The Center for Competitive Politics (CCP) petitioned the US Supreme Court for a writ of certiorari late Tuesday in Corsi v. Ohio Elections Commission. The petition challenges a recent decision by the Ohio Court of Appeals that upheld the Ohio Elections Commission’s (OEC) interpretation of the major purpose requirement in determining whether or not a group must register as a political action committee (PAC).
Supreme Court rulings over the past four decades have limited the scope of federal committee status to groups that are “under the control of a candidate or the major purpose of which is the nomination or election of a candidate.” Ohio purports to incorporate the major purpose test required by the 1976 Buckley v. Valeo ruling. But the OEC’s interpretation, upheld by the state courts, interpreted the statute to require an organization to register as a PAC even where political advocacy does not comprise a majority—or even a substantial portion—of its activity or expenditures.
In April 2011, the OEC ruled that the Geauga Constitutional Council (GCC), a small, unincorporated entity, was a PAC under Ohio law. Although the commission ruled that the organization’s primary purpose was not to engage in political activity, engaging in politics was one of the organization’s major purposes based on the organization’s mission statement, excerpts from its website, and a single voter guide.
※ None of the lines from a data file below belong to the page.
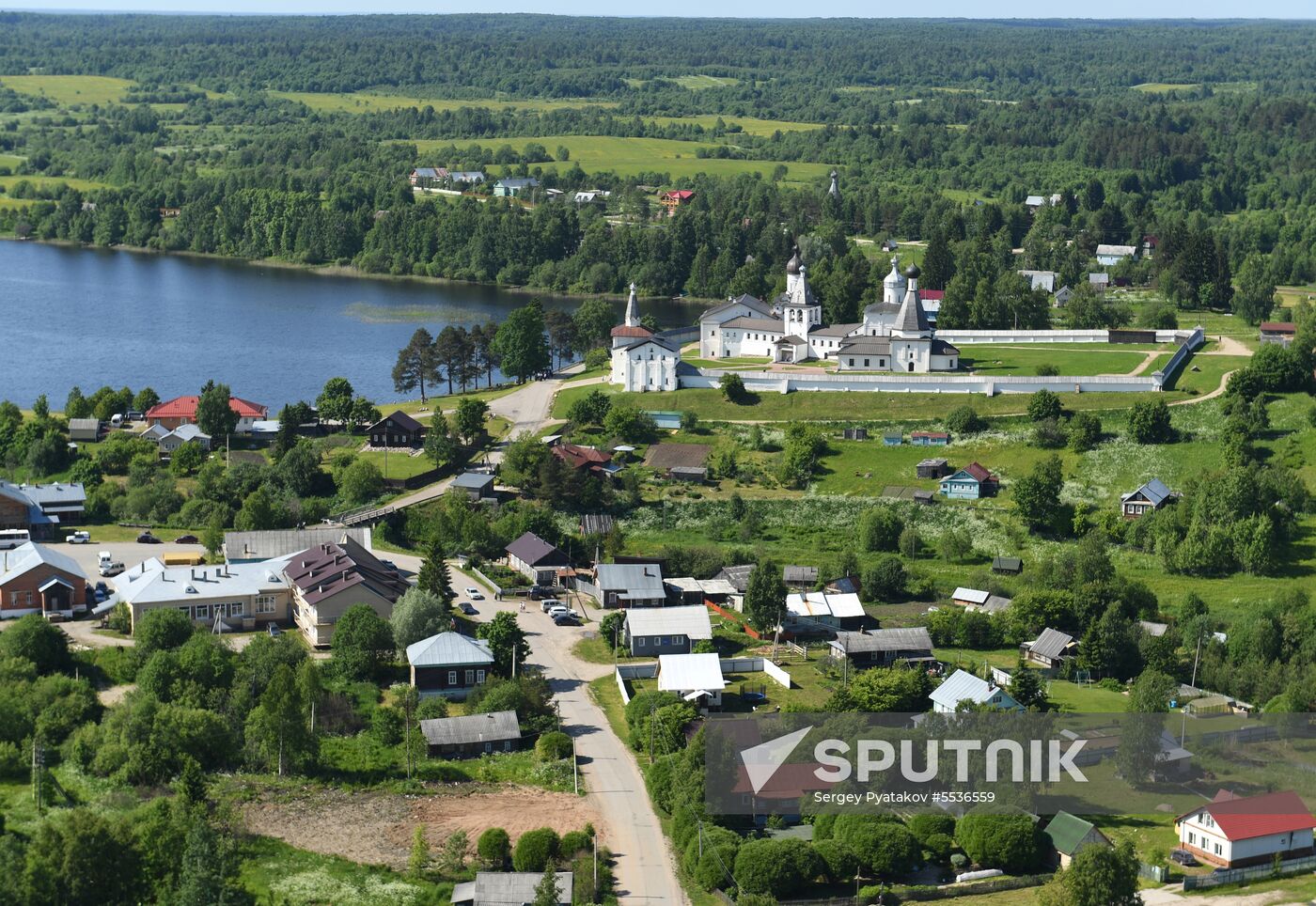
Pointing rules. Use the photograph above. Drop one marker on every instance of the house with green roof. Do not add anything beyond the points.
(1069, 834)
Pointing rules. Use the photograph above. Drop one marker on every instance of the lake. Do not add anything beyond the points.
(274, 335)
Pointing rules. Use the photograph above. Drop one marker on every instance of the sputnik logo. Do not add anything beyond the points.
(762, 760)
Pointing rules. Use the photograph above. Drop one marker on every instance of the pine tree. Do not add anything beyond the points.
(434, 575)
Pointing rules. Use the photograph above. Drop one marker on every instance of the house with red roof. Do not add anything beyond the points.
(181, 411)
(1236, 831)
(674, 198)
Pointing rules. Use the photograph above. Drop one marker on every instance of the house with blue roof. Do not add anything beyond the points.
(1152, 496)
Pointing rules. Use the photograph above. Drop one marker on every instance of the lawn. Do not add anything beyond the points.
(276, 872)
(711, 405)
(1070, 359)
(70, 88)
(628, 157)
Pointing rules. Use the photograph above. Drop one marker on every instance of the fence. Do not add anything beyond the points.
(1254, 873)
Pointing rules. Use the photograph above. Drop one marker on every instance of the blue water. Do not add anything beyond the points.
(92, 317)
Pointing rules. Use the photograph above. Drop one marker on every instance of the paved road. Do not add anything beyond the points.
(645, 869)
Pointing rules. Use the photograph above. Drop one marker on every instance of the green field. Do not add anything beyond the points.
(1070, 359)
(368, 102)
(628, 157)
(70, 88)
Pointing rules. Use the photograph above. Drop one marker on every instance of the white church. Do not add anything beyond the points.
(895, 335)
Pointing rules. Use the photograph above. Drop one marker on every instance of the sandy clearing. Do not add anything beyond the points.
(377, 827)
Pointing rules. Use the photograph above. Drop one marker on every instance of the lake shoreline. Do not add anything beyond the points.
(354, 273)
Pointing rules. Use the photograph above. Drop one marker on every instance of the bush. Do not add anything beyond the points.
(494, 849)
(1043, 405)
(885, 580)
(964, 420)
(536, 850)
(553, 746)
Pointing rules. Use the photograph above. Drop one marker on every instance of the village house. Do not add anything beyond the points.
(41, 508)
(85, 430)
(815, 612)
(272, 543)
(1068, 834)
(471, 735)
(694, 678)
(449, 664)
(1151, 496)
(1049, 649)
(515, 187)
(964, 687)
(1239, 831)
(181, 411)
(1278, 332)
(651, 632)
(332, 577)
(509, 889)
(39, 579)
(1108, 256)
(398, 429)
(536, 559)
(171, 441)
(884, 648)
(428, 178)
(629, 586)
(970, 483)
(674, 198)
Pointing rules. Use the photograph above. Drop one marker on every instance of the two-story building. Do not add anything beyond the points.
(1239, 831)
(36, 579)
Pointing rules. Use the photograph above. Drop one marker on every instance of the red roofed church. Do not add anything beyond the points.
(181, 411)
(1233, 833)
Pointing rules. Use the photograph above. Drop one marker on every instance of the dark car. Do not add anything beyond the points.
(1183, 857)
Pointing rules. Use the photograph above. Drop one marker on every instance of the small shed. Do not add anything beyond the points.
(932, 468)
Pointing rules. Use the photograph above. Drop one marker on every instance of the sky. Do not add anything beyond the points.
(736, 8)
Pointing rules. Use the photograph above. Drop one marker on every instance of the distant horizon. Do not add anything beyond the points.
(1184, 10)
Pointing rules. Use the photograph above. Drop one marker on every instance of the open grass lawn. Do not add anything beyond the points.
(628, 157)
(370, 102)
(70, 88)
(710, 404)
(276, 872)
(1070, 359)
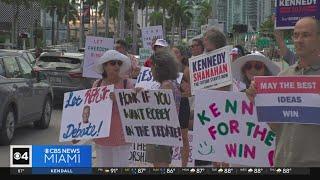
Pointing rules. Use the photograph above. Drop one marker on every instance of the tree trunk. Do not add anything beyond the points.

Yet, as noted in the petition, “no finding was ever made that these statements and publications comprised a majority, plurality, or even a substantial portion of the Council’s activity or expenditures.”
“OEC did not conduct a thorough investigation before ruling that GCC must register with the government,” said CCP Legal Director Allen Dickerson. “It appears that the OEC can pick what information to examine, and then subject organizations to registration and reporting requirements based solely on some evidence of some political activity. That is not and should not be the law.”
“The Ohio Court of Appeals applied the First Amendment in a manner inconsistent with the major purpose test required by Buckley and Massachusetts Citizens for Life v. FEC,” said CCP Chairman Bradley A. Smith. “Inconsistency in determining which organizations are PACs leaves issue advocacy groups vulnerable to unconstitutional governmental oversight. Ohio’s statute and its enforcement by the OEC are inconsistent with Supreme Court precedents and the First Amendment.”
“Corsi v. OEC provides an opportunity for the Court to declare the major purpose test mandatory, and to require the states to undergo analysis already required at the federal level,” added Dickerson.
The petition warns that “Unless this Court weighs in, the major purpose requirement is poised to become a dead letter in the states. . . . Many states, including Ohio, have adopted systems whose vague and overbroad triggers ‘offer no security for free discussion’ — the very harm Buckley sought to avoid.”
The questions presented by the petition are:
- May the major purpose test for political committee status, established by this Court in Buckley v. Valeo and FEC v. Mass. Citizens for Life, be satisfied without finding that regulated activity comprises the majority of an organization’s activity or expenditures?
- May a state meet its burden of demonstrating an organization’s major purpose without determining the portion of its expenditures directed toward political communications?